Yaptığı filmler ana akıma girmeyen fakat bağımsız olarak da nitelemenin pek mümkün olmadığı Gregg Araki’nin son filmi Karda Beyaz Bir Kuş-White Bird in a Blizzard beklentileri karşılayamayan vasat bir film. Laura Kasiscke’nin aynı adlı romanından uyarlanan film, yer yer gerilim dozu yükselen bir büyüme öyküsünü ele alıyor.
Liseye devam etmekte olan Kat, ergenlikle beraber bedenini ve cinselliğini keşfetmekte, erkek arkadaşıyla çeşitli maceralar yaşamakta olan akranlarından farksız bir kızdır. Dışarıdan oldukça mutlu bir izlenim uyandıran ailesi ise içeride ciddi sıkıntılar barındırmaktadır. Kat’in annesi Eve, yaşadığı monoton hayattan usanmış, kocasından rahatsız ve kızının gençliğini ve güzelliğini kıskanan biridir. Okuldan döndüğü bir gün babasının, annesinin arkasında hiç bir iz bırakmadan gittiğini söylemesiyle genç kızın hayatı ilk anda hissedilmeyen, fakat etkisi sonradan anlaşılacak bir boşlukla kaplanacaktır.

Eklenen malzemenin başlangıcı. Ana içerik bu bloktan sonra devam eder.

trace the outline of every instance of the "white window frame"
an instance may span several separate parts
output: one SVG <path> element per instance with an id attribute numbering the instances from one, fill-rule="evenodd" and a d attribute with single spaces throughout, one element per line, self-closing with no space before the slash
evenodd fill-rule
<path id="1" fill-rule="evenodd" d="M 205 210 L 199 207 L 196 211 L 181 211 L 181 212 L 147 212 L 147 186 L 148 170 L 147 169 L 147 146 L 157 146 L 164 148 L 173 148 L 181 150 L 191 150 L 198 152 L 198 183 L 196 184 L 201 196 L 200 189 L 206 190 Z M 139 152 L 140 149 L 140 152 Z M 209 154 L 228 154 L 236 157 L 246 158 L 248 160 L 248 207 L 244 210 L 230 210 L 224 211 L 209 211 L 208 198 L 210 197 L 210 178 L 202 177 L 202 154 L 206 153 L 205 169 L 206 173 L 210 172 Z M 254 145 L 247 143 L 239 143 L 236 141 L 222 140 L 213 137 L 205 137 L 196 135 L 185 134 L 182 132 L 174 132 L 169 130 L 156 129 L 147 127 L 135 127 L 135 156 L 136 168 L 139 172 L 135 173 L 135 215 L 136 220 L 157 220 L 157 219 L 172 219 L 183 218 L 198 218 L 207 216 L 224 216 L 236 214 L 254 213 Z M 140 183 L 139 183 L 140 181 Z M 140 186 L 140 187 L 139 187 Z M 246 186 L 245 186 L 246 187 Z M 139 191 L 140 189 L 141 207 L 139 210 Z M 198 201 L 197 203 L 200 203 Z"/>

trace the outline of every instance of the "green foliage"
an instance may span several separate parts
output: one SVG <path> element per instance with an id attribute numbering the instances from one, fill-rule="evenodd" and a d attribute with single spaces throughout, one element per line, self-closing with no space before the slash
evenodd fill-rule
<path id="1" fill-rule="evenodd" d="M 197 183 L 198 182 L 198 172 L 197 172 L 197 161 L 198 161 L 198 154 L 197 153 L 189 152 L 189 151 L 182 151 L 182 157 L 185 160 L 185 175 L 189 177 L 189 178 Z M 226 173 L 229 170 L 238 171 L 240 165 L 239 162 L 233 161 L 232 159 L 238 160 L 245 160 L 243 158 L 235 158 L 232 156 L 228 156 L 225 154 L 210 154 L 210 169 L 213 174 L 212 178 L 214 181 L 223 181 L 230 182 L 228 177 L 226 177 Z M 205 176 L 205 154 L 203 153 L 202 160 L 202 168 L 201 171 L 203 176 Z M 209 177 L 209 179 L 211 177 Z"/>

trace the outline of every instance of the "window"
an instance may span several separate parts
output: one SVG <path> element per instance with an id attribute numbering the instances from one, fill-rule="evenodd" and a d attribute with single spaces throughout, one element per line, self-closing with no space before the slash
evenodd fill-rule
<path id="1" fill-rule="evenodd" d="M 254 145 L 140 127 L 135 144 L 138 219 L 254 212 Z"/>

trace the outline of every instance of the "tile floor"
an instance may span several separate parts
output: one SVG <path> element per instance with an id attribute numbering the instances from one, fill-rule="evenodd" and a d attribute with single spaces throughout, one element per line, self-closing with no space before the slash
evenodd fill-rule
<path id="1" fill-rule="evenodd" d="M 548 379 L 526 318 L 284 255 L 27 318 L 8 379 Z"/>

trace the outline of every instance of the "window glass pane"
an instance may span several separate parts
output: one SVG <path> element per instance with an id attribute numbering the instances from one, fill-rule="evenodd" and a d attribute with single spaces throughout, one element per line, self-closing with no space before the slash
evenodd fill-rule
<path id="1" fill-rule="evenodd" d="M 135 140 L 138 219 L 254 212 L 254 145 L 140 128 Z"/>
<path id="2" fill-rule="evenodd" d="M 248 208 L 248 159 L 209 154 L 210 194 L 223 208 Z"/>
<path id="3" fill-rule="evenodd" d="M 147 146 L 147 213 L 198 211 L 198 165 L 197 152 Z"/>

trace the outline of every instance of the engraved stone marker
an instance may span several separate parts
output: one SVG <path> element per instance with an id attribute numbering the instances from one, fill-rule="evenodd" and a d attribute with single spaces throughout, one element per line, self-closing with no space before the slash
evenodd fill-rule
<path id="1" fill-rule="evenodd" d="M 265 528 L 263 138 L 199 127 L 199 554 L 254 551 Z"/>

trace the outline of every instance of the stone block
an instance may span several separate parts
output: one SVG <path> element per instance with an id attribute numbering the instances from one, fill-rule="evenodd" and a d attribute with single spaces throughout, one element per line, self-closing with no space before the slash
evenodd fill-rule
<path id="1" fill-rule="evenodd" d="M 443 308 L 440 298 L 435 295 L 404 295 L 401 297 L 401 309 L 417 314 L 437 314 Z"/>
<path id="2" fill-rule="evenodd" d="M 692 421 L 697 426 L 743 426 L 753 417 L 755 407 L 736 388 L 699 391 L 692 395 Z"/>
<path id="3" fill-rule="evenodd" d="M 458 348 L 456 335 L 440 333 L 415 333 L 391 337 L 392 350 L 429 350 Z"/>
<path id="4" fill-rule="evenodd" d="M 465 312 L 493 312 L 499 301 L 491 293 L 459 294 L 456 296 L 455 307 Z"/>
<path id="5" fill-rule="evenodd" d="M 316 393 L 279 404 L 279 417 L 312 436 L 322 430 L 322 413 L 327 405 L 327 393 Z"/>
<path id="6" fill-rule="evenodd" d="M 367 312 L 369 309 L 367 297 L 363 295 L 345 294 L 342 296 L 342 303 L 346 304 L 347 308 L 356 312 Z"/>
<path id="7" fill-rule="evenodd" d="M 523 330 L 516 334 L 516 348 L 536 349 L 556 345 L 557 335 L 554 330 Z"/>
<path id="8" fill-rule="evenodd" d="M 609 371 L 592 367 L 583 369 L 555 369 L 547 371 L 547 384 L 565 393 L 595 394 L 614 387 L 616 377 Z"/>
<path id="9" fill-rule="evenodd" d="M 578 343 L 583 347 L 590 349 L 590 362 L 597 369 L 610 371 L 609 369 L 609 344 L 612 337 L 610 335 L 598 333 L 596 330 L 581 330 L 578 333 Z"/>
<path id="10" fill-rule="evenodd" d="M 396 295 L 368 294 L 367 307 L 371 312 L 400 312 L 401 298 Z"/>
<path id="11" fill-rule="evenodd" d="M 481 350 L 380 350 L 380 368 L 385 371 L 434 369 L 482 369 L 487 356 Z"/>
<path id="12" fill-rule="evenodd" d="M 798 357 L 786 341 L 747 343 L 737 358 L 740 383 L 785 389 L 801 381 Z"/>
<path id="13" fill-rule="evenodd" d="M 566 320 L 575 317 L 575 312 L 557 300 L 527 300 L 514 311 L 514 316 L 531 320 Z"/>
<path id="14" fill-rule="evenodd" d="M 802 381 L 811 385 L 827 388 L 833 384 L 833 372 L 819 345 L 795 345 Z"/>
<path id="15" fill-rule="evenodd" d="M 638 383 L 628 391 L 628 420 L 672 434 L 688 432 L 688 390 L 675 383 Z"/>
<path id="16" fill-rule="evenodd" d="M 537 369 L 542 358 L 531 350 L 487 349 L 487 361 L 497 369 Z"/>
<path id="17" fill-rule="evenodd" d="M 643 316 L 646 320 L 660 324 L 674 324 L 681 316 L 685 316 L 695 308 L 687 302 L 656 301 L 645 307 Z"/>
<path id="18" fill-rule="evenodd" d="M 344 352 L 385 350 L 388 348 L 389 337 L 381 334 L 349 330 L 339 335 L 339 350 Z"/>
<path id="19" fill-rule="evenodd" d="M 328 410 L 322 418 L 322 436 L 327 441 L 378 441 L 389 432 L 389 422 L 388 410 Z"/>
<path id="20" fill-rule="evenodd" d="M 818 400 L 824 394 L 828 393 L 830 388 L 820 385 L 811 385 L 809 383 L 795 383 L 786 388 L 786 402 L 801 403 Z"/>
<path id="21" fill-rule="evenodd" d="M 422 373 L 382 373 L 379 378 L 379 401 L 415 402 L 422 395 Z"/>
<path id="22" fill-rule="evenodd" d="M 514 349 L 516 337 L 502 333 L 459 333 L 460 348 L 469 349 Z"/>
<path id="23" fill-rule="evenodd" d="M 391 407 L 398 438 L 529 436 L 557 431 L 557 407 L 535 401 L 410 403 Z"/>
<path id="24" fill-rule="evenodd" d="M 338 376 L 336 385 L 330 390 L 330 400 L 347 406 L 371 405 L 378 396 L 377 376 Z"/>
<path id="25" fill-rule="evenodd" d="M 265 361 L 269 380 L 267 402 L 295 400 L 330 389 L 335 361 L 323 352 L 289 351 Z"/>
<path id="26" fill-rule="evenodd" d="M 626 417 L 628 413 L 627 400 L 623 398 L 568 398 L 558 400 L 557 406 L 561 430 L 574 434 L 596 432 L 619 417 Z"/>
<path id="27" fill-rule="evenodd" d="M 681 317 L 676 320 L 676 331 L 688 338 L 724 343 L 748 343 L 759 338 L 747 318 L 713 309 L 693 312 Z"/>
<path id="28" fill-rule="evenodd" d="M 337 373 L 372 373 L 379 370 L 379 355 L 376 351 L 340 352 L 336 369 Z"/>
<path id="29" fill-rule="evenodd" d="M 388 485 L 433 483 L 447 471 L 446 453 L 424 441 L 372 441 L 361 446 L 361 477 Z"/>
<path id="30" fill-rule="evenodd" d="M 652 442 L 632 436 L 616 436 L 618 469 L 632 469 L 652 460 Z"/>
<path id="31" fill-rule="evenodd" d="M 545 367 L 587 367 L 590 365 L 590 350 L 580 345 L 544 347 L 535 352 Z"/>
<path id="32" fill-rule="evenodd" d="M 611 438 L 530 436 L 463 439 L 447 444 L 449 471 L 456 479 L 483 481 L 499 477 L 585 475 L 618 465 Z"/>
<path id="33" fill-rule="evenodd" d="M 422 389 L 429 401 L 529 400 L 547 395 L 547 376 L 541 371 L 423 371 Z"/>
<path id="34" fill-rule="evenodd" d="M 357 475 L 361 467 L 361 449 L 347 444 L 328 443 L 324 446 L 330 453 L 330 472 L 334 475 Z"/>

Açılış sahnesiyle güzel bir film geliyor dedirten Karda Beyaz Bir Kuş, malesef bu güzelliği ve başarıyı filmin bütününe yayamayıp, güzel sahnelere sahip sıradan bir film olmaktan öteye geçemiyor. Filmin ilk bölümü; annesinin gidişini ergenliğin getirdiği duygular pek yadırgamayan, üzerine çok düşünmeyen karakterin, zamanla içinde oluşan boşluğu doldurmak adına bilinmezleri öğrenerek rahatlamaya çalıştığı bir psikolojik-dram izlenimi uyandırıyor. İkinci bölümde ise film adeta kabuk değiştiriyor. Gerilim seviyesini bir hayli yukarı çekip, kızın haline üzülen seyirciyi olayın aslını çözmeye çalışan birer dedektife çeviriyor. Türlerin birbirleriyle dansı filmlere ustalıkla yedirildiği takdirde ortaya leziz sonuçlar çıkabiliyor fakat Karda Beyaz Bir Kuş’ta bu durum o kadar sert verilmiş ki rahatsız edici olmaktan kurtulamamış.
Uyarlama filmlerin en büyük problemlerinden olan karakterlere gerekli derinliğin verilememe durumu Karda Beyaz Bir Kuş için geçerli değil. Doğru kırpılmalar ve gerekli dahil etmeler ile yazılmış senaryo, filmdeki önemli karakterlerin hemen hepsi ile ilgili yeterli ve tutarlı bilgileri veriyor. Kat’in, psikolog seansları, arkadaşlarıyla ve ilişki yaşadığı erkeklerle konuşmalarıyla gerçeklere dair ipuçları yakalamaları güzel yansıtılabilmiş fakat seyirci filmden önde gidip olacakları tahmin edebiliyor ve bu durumda bir yerden sonra sıkıcı bir hal alıyor. Yönetmen bu durumun farkına varmış olacak ki küçük kurgusal denemelerle bunu aşmaya çalışmış fakat başarılı olamamış. Süpriz bir kırılma noktası ve ne yapsak da seyirciyi -okuyucuyu- şaşırtırız diye eklendiği belli son bölümüyle de yaratmak istediği etkiyi uyandıramıyor film.
Shailene Woodley’nin başarılı performansının yanında Eva Green, karakterinin farklı dönemlerine hayat vermesine rağmen çok da göz doldurucu bir performans sergilemiyor. Seyirciyi sıkmayan, akıcı bir film olmasına rağmen genel yapı itibariyle ortalama bir film olan White Bird in a Blizzard, karda gözükmeyecek beyaz bir kuş gibi, sinema tarihi içinde kaybolmaya mahkum bir çalışma.
Yazar Puanı
Puan - 52%
52%
White Bird in a Blizzard, karda gözükmeyecek beyaz bir kuş gibi, sinema tarihi içinde kaybolmaya mahkum bir film.